Parallel dazu gewinnen GLP-1-Rezeptoragonisten an Bedeutung – bekannt als Abnehmspritzen. Die Deutsche Herzstiftung verwies Ende Mai auf ihren Nutzen. Neben einer Gewichtsreduktion von 10 bis 20 Prozent innerhalb eines Jahres zeigten Datenbankstudien aus 2025 eine Senkung des Risikos für Herzinfarkte und Schlaganfälle. Fachleute vermuten direkte entzündungshemmende Effekte auf die Blutgefäße.
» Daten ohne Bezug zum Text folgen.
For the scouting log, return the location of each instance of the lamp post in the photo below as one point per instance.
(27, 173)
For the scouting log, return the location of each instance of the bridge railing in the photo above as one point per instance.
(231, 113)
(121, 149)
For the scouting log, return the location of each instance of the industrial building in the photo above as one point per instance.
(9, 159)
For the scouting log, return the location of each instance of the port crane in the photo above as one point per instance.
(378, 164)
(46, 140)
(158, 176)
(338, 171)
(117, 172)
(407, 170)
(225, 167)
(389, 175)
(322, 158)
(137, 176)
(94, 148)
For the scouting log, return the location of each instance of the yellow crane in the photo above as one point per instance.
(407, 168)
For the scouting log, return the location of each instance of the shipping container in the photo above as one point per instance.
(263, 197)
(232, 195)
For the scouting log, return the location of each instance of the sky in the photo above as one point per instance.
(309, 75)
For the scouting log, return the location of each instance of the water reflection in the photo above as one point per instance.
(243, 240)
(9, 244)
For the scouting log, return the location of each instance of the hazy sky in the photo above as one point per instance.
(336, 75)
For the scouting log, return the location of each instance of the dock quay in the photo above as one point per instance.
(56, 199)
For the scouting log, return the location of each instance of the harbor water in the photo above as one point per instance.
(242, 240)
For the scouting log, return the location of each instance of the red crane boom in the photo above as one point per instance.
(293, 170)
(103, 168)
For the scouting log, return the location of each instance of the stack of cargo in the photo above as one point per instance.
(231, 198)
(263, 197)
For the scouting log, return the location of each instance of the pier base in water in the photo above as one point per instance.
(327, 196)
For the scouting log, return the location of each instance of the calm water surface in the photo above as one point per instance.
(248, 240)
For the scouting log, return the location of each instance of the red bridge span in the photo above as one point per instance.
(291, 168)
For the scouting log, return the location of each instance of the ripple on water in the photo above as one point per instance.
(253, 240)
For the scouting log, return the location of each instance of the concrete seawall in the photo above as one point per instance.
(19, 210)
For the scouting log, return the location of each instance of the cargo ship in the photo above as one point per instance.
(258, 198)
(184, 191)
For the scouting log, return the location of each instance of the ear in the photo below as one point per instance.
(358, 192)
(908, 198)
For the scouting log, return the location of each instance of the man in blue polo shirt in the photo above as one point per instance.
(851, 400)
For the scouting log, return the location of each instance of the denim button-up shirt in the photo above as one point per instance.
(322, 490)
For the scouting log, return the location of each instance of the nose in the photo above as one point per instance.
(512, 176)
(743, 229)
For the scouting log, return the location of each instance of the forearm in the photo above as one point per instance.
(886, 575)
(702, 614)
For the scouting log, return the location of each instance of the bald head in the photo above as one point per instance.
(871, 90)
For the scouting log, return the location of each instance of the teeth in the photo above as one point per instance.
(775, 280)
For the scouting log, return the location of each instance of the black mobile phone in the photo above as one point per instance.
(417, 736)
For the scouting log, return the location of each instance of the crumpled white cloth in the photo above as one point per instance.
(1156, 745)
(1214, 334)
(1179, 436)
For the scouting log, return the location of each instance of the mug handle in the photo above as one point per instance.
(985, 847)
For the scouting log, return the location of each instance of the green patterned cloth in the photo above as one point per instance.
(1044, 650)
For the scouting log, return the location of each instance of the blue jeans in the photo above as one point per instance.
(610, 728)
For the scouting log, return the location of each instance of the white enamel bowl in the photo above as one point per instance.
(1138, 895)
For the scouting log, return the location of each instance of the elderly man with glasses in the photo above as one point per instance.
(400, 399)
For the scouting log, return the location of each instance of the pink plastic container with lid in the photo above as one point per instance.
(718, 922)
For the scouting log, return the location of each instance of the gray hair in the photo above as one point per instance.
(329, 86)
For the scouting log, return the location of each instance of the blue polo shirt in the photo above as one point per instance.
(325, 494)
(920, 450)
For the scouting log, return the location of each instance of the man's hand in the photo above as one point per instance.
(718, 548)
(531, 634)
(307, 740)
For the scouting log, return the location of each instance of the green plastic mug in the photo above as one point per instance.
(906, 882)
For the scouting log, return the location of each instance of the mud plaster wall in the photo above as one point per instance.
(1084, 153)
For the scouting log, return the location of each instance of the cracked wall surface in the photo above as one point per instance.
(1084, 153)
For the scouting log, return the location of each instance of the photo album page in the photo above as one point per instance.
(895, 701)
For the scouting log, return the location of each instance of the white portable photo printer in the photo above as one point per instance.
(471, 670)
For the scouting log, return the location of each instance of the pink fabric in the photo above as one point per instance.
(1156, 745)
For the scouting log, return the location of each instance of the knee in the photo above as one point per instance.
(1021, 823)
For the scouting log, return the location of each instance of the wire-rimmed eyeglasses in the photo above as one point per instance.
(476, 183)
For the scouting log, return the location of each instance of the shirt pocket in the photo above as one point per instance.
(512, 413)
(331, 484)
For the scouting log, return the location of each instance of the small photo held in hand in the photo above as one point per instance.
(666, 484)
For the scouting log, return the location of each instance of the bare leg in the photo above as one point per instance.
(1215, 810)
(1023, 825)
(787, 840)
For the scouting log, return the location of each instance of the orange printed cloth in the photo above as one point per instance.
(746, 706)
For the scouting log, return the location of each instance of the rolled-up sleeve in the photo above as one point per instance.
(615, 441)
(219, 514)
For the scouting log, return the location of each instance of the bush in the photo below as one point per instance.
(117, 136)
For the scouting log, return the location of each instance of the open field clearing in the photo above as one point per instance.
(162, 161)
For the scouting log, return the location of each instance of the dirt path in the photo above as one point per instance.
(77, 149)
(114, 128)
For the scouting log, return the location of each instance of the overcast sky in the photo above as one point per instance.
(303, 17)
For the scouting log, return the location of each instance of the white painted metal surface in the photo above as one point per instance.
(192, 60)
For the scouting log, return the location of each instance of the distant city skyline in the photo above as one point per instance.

Mediterrane Ernährung und Bewegung als Basis
Langzeitstudien wie die PREDIMED-Untersuchung bestätigen die Vorzüge der mediterranen Ernährung mit nativem Olivenöl extra. Die enthaltenen Polyphenole stabilisieren Lipidplaques und verbessern die Insulinsensitivität. Auch Walnüsse senken durch Alpha-Linolensäure (ALA) das LDL-Cholesterin, Mandeln erzielten in Studien eine Reduktion um bis zu 35 Prozent.
Körperliche Aktivität bleibt zentral für die Blutdrucksenkung. Eine Metaanalyse im British Journal of Sports Medicine belegt: Ausdauertraining senkt den systolischen Blutdruck im Schnitt um 4,73 mmHg. Kombiniertes Training oder hochintensives Intervalltraining (HIIT) erzielten mit Senkungen von über 6 mmHg noch deutlichere Effekte.